Organizers on Friday evening hosted a candlelight vigil at the memorial, which stands on the north side of the State Capitol. Parson ordered the Capitol dome be lighted blue overnight to honor the fallen.
New names added to the wall, which now lists 742 officers include:
Janell L. Visser, a Miller County Sheriff's Office detention sergeant who died on Jan. 9, 2022, after contracting COVID-19 while on duty.
William Clark Hayes, a U.S. Immigration and Customs Enforcement officer who died Jan. 3, 2022, after contracting COVID-19 while on duty.
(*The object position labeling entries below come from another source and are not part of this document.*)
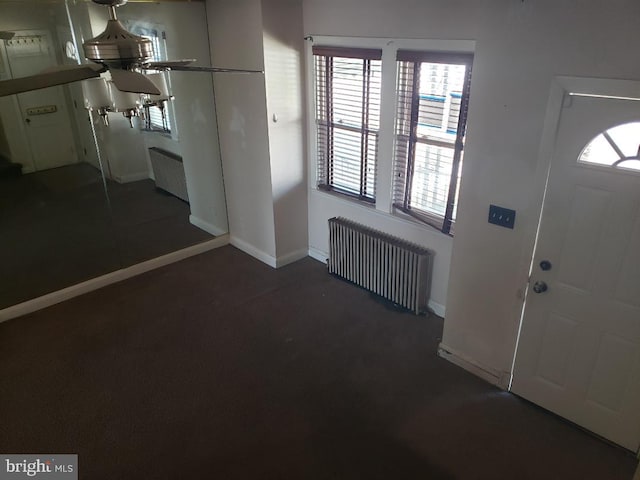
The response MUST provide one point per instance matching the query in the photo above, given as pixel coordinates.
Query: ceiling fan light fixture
(160, 81)
(97, 97)
(118, 47)
(125, 102)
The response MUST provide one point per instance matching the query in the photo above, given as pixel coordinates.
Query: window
(617, 147)
(348, 91)
(156, 116)
(431, 113)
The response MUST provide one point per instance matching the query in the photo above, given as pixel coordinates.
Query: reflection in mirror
(80, 199)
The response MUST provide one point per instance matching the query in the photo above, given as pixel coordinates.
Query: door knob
(545, 265)
(540, 287)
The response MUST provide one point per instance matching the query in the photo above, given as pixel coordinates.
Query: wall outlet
(501, 216)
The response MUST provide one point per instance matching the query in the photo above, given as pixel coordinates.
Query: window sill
(402, 219)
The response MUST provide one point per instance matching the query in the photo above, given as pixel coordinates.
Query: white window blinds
(348, 90)
(432, 100)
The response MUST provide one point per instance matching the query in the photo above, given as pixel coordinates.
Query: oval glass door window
(617, 147)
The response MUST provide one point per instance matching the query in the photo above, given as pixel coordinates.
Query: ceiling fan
(116, 50)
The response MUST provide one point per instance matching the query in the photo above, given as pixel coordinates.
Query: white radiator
(168, 171)
(393, 268)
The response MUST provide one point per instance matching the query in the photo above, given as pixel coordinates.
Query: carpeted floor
(57, 229)
(221, 367)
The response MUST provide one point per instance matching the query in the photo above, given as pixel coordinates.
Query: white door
(44, 112)
(579, 348)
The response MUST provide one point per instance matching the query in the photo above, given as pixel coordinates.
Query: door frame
(561, 86)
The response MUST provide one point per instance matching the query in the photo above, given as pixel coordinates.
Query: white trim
(253, 251)
(486, 373)
(206, 226)
(600, 87)
(541, 177)
(53, 298)
(318, 254)
(437, 308)
(292, 257)
(132, 177)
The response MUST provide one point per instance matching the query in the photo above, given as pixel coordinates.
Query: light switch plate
(501, 216)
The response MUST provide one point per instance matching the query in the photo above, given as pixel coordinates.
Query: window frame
(324, 120)
(386, 142)
(444, 222)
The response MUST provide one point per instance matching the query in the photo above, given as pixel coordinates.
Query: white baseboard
(50, 299)
(318, 255)
(283, 260)
(132, 177)
(321, 256)
(490, 375)
(254, 252)
(206, 226)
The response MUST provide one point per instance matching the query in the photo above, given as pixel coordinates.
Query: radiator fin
(393, 268)
(168, 171)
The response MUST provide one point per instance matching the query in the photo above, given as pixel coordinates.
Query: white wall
(283, 47)
(520, 46)
(235, 34)
(16, 16)
(263, 160)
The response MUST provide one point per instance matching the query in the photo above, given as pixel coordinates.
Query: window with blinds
(157, 119)
(348, 91)
(432, 99)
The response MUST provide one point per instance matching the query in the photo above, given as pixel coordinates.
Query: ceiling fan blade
(134, 82)
(170, 64)
(50, 78)
(195, 68)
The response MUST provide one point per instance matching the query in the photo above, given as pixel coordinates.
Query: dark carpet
(221, 367)
(57, 229)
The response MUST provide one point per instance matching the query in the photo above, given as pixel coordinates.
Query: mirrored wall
(78, 198)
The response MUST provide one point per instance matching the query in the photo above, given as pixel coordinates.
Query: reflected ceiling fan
(116, 50)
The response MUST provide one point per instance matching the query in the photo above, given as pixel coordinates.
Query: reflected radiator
(168, 171)
(393, 268)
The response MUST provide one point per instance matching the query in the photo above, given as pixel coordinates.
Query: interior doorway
(43, 113)
(578, 351)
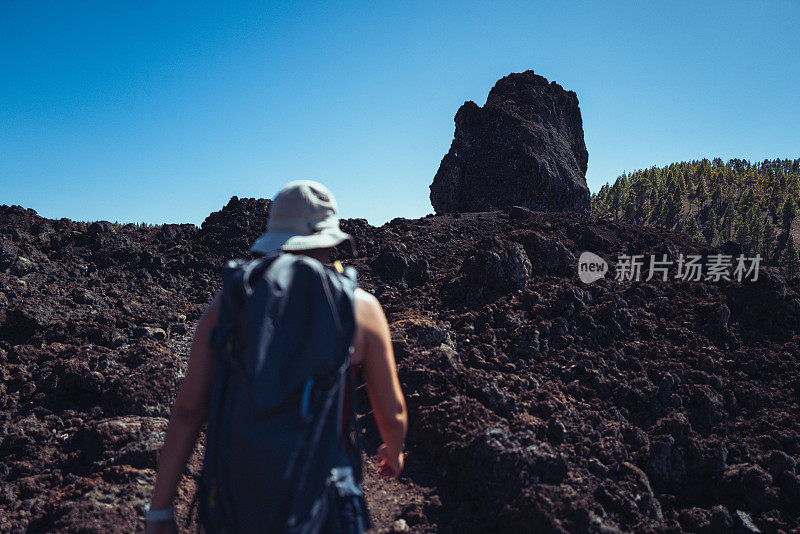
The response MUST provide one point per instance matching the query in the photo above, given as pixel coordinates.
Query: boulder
(523, 148)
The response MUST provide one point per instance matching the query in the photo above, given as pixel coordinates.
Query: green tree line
(751, 204)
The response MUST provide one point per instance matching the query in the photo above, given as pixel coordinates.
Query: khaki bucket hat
(303, 216)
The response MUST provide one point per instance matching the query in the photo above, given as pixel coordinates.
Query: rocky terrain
(537, 403)
(523, 147)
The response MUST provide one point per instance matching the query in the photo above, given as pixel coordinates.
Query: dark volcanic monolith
(523, 147)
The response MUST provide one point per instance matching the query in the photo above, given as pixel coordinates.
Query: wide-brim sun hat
(303, 216)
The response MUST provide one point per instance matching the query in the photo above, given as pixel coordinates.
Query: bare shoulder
(367, 306)
(370, 325)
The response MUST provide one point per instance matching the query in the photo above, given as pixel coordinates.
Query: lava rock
(503, 265)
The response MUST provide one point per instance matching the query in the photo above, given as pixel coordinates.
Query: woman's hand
(389, 464)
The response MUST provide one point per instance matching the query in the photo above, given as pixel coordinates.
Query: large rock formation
(524, 147)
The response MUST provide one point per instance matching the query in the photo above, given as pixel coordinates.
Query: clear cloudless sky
(161, 111)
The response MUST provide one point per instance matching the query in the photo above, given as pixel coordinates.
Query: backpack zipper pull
(306, 400)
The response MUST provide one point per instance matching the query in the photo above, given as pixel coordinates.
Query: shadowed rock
(524, 147)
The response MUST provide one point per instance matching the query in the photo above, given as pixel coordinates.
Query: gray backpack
(281, 414)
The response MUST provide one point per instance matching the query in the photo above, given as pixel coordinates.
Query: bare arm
(373, 349)
(189, 411)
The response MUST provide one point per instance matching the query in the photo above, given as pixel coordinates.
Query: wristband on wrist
(159, 514)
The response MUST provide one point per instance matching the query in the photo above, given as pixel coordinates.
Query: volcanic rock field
(537, 403)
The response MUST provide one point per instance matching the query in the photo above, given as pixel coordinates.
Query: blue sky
(160, 111)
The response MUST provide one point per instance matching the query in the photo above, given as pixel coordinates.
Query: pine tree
(788, 213)
(789, 260)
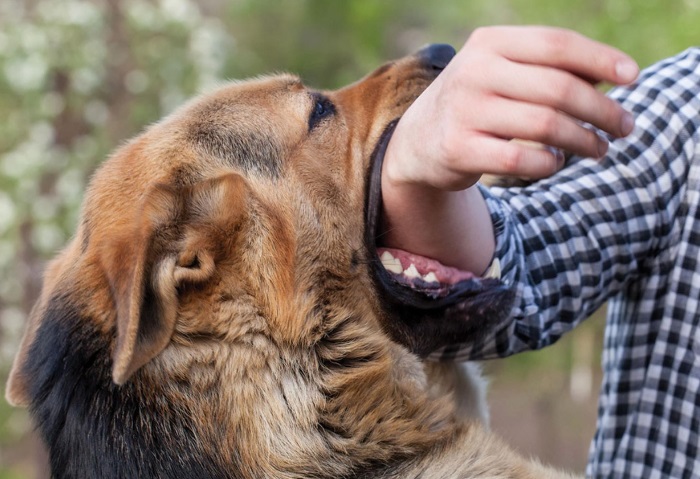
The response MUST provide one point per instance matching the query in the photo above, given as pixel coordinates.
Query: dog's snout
(437, 56)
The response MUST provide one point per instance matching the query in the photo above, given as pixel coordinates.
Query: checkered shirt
(625, 230)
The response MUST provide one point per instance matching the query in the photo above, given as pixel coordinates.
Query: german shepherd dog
(222, 312)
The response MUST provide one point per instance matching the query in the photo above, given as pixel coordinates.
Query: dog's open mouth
(427, 275)
(429, 305)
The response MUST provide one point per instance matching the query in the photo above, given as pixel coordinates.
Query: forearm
(453, 227)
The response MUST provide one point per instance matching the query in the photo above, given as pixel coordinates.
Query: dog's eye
(322, 108)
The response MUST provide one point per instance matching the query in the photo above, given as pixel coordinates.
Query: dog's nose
(437, 56)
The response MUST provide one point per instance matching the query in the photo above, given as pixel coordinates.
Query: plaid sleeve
(569, 242)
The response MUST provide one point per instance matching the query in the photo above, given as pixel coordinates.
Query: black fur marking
(95, 429)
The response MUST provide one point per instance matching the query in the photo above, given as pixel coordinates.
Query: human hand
(528, 83)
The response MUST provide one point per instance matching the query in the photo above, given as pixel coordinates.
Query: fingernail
(627, 124)
(626, 70)
(602, 147)
(560, 158)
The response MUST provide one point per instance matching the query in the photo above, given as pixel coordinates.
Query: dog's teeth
(430, 278)
(494, 270)
(390, 263)
(411, 272)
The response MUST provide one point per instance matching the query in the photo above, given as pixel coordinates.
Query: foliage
(79, 76)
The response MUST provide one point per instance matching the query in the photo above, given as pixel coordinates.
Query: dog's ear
(172, 245)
Donald Eugene Riffe Jr., the Jefferson College Police Department chief, who died Jan. 20, 2022, after contracting COVID-19 while on duty.
Benjamin Lee Cooper, a Joplin Police Department corporal, who was shot and killed by a gunman March 8, 2022, while he responded to a disturbance call at a business.
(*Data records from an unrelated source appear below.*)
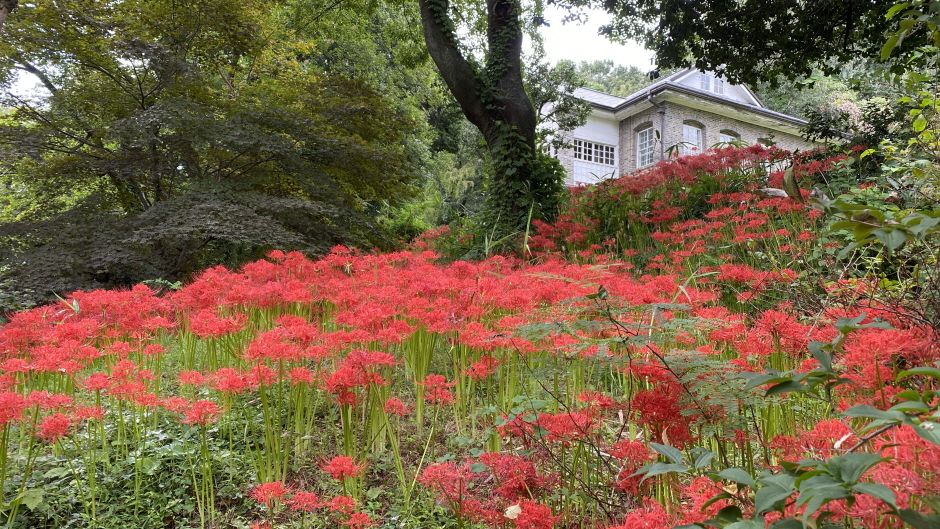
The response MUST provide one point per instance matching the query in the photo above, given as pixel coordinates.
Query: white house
(686, 112)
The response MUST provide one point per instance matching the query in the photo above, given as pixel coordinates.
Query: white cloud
(581, 42)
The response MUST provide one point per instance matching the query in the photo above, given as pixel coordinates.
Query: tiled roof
(599, 98)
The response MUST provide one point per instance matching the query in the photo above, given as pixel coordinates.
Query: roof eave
(655, 91)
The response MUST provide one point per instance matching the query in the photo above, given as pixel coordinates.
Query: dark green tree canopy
(174, 135)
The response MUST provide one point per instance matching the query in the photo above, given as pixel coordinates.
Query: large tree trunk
(493, 97)
(6, 7)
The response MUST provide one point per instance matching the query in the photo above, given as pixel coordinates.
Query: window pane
(645, 141)
(590, 151)
(691, 139)
(706, 82)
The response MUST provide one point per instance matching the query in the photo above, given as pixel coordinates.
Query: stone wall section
(667, 119)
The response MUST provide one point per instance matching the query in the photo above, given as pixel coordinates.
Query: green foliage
(174, 136)
(813, 482)
(751, 40)
(605, 76)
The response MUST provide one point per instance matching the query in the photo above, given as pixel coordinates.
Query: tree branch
(459, 75)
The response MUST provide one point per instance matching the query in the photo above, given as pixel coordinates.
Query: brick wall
(667, 120)
(713, 123)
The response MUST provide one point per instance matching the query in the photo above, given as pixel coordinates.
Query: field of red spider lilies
(596, 383)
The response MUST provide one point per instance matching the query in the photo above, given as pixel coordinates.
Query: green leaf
(895, 9)
(671, 453)
(715, 498)
(738, 475)
(889, 46)
(660, 468)
(788, 523)
(877, 490)
(790, 386)
(703, 458)
(824, 357)
(31, 498)
(729, 514)
(769, 496)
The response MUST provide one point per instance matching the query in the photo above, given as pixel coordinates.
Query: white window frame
(712, 83)
(692, 145)
(724, 137)
(595, 152)
(645, 147)
(705, 81)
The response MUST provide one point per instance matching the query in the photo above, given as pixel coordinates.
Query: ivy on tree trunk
(493, 97)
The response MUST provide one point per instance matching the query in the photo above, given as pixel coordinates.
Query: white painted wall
(599, 128)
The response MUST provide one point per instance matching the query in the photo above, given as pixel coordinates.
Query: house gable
(685, 108)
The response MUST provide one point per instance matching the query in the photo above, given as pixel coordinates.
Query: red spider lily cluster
(560, 390)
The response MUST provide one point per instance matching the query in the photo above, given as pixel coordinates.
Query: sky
(573, 41)
(580, 42)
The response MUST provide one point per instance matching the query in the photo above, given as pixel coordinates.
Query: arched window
(728, 136)
(693, 138)
(711, 83)
(645, 145)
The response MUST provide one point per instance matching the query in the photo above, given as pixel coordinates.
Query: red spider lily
(482, 368)
(54, 427)
(201, 413)
(304, 501)
(302, 375)
(515, 477)
(191, 378)
(342, 504)
(394, 406)
(358, 520)
(342, 467)
(12, 406)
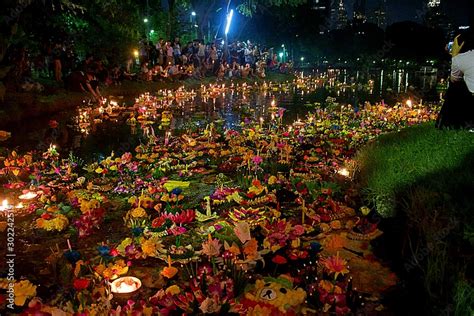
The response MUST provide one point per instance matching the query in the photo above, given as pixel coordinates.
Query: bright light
(229, 20)
(344, 172)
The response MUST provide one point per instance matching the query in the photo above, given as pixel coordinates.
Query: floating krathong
(125, 285)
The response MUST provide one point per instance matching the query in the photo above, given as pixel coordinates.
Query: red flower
(279, 259)
(46, 216)
(81, 284)
(158, 222)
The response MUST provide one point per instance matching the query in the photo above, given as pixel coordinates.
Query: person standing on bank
(458, 108)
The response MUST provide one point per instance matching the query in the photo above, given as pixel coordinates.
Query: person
(80, 81)
(458, 108)
(57, 53)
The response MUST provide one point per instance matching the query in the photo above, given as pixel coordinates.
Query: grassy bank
(19, 106)
(421, 180)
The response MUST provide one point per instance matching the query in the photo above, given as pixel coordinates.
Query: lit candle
(303, 210)
(5, 206)
(28, 196)
(125, 285)
(167, 136)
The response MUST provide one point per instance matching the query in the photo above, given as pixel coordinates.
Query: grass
(423, 178)
(439, 161)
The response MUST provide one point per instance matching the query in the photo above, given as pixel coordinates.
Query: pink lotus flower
(211, 247)
(257, 160)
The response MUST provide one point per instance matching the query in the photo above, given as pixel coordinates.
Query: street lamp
(229, 20)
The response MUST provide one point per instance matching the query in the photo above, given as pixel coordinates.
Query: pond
(91, 134)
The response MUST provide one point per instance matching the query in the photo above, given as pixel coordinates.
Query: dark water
(91, 135)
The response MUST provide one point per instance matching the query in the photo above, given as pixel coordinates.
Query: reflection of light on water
(344, 172)
(125, 285)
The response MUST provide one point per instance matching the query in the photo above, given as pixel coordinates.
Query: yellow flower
(173, 290)
(23, 290)
(138, 212)
(77, 269)
(272, 180)
(151, 247)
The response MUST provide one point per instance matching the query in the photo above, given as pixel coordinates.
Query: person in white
(462, 67)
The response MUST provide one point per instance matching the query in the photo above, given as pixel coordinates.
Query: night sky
(403, 10)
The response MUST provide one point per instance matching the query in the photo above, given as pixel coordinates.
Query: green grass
(463, 298)
(437, 162)
(425, 177)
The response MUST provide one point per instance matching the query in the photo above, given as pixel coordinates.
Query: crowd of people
(160, 61)
(170, 60)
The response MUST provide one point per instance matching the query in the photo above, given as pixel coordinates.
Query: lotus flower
(169, 271)
(335, 265)
(211, 247)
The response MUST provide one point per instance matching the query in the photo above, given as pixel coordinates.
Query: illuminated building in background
(320, 5)
(434, 3)
(360, 14)
(437, 19)
(338, 15)
(379, 16)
Jake Reed, a Joplin Police Department officer, who was shot March 8, 2022, and died on March 9, 2022, after he responded to a disturbance call at a business.
Lane A. Burns, a Bonne Terre Police Department officer, who was shot and killed on March 17, 2022, after he responded to a disturbance at a motel.
David P. Jones, a Benton County Sheriff's Office corporal, who suffered a fatal heart attack on April 28, 2022, shortly after his shift ended. Jones had conducted traffic enforcement and responded to an assault call on the day he died. The previous day, he had administered first aid to a person who had been set on fire with gasoline.
Daniel Francisco Vasquez, a North Kansas City Police Department officer, whom a motorist shot and killed during a traffic stop on July 19, 2022.
James Dale Holdman Jr., a U.S. Customs and Immigration Enforcement special agent, who died on July 25, 2021, when his service weapon accidentally discharged as he prepared to fly from Springfield to Washington, D.C.
Alonzo F. Hertig, a City of Blue Springs marshal, died Nov. 5, 1923, after exchanging gunfire with a criminal suspect. Hertig shot and killed the gunman, but later died from a gunshot wound he had suffered.
Robert Boone Harris, Laclede County sheriff and Union Army veteran, died May 17, 1865, when a band of Confederate guerrillas -- who also attacked and killed other Union supporters -- hanged him.